Draftsman, histogram & multi-plots
Temporarily deselect the Distance (as in Section 3), and run Plots>Draftsman Plot on the other 9 variables; also Plots>Histogram Plot (a new plotting feature in PRIMER 7). The latter leads to an example of another new feature, a Multi-plot (see Section 7), in which the window is divided into row and column cells (the numbers of which are under user control), each of which contains a standard graphics window. The multi-plot can hold graphs of different types (e.g. a multi-plot which will often be met mixes MDS ordinations and their associated Shepard diagrams, Section 8) but typically all component plots are of the same type, as here when they hold histograms for each of the 9 variables. Clicking on a cell of the multi-plot will cause that component plot to be shown at normal size and able to be operated on, in terms of changing axis labelling, titles etc. These general editing operations for plots are covered in Section 6, but each plotting routine has some specialised operations that apply only to that plot type and the one that might be of use here is to change the histogram bin width, e.g. for the THC histogram take Graph>Special>(Bin size:50). To shut down the full version of the component plot simply close it with and click on a further component.

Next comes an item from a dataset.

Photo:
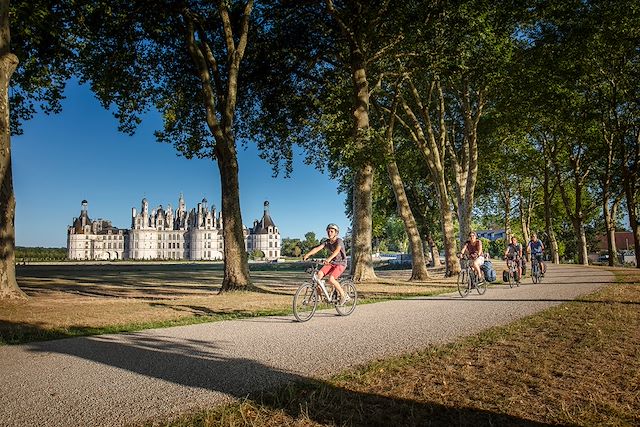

The Draftsman plot is simply a set of pairwise scatter plots of all 36 combinations of the 9 variables laid out in a single lower triangular graph array (this is not a multi-plot note, though individual portions of the plot – down to single scatter plots – can be viewed by zooming into the plot, a general feature available with all graphics through the icon or the Graph menu, Section 6). Whilst histograms would often be used to look at the distribution of individual variables over the samples, the scatter plots of the draftsman plot can be an equally effective way of viewing this, especially if there are too few samples to bin into a meaningful histogram.